# Data Science Tools

In [None]:
# %load utils/imports.py
import pandas as pd
import cufflinks as cf
cf.go_offline()

# The Shape of Things to Come

You can even use magics to mix languages in a single notebook. For example, `rmagics` lets you run `R` code — including plotting — in a Python notebook. Note that you first need to load the `rpy2` extension.

In [None]:
!pip install --upgrade rpy2
!conda remove --force -y readline
!pip install --upgrade readline

In [None]:
import rpy2
%load_ext rpy2.ipython

In [None]:
%%R
x <- runif(10)
y <- runif(10)

plot(x, y)

As described in the rmagics documentation, you can use `%Rpush` and `%Rpull` to move values back and forth between `R` and `Python`:


In [None]:
lines = cf.datagen.lines(1).values
%Rpush lines

In [None]:
%R plot(lines)

In [None]:
pd.DataFrame(lines).iplot(mode='markers')

You can find other examples of language-magics online, including [SQL magics](https://github.com/catherinedevlin/ipython-sql)

But what's the point? The point is taht magics are handy on their own, but they really shine when you combine them. These functions can help you create pipelines in one visual flow by combining steps in different languages. Getting familiar with magics gives you the power to use the most efficient solution per subtask and bind them together for your project.

When used this way, Jupyter notebooks became “visual shell scripts” tailored for data science work. Each cell can be a step in a pipeline that can use a high-level language directly (e.g., R, Python), or a lower-level shell command. At the same time, your “script” can also contain nicely formatted documentation and visual output from the steps in the process. It can even document its own performance, automatically recording CPU and memory utilization in its output.

## Case Study : Batch, scheduling, and reports

Like any other Python script it is possible to also run your notebook in "batch mode". By using `nbconvert`, you can calculate an entire notebook non-interactively, saving it in place or to a variety of other formats.

This capability makes notebooks a powerful tool for ETL and for reporting. For a report, just schedule your notebooks to run on a recurring basis automatically and update its contents or email its results to colleagues. Or using the magics techniques described above, a notebook can implement a data pipeline or ETL task to run on an automatic schedule, as well.

## Cronjob

[Cron jobs](https://help.ubuntu.com/community/CronHowto) are tasks scheduled to run periodically on a computer or server. They’re easy to set up in Ubuntu and can be tied to a Python script such that the cron job runs it automatically.

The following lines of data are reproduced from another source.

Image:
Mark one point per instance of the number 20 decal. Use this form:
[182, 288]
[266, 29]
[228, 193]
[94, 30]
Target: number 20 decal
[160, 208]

Cron jobs are perfect for collecting data from a MySQL database or API and updating a graph or dashboard of graphs with the newest data. T

**Note for Mac and Windows users**: Mac operating systems support cron jobs. To edit the crontab scheduler on a Mac, type `env EDITOR=nano crontab -e` in the Terminal. Windows does not support cron jobs. The equivalent in Windows is the Windows Task Scheduler.

Open your *nix terminal and type `crontab -e`. You may be asked to choose an editor to edit your crontab. I'd recommend the editor “nano” because it is the easiest to navigate for beginners.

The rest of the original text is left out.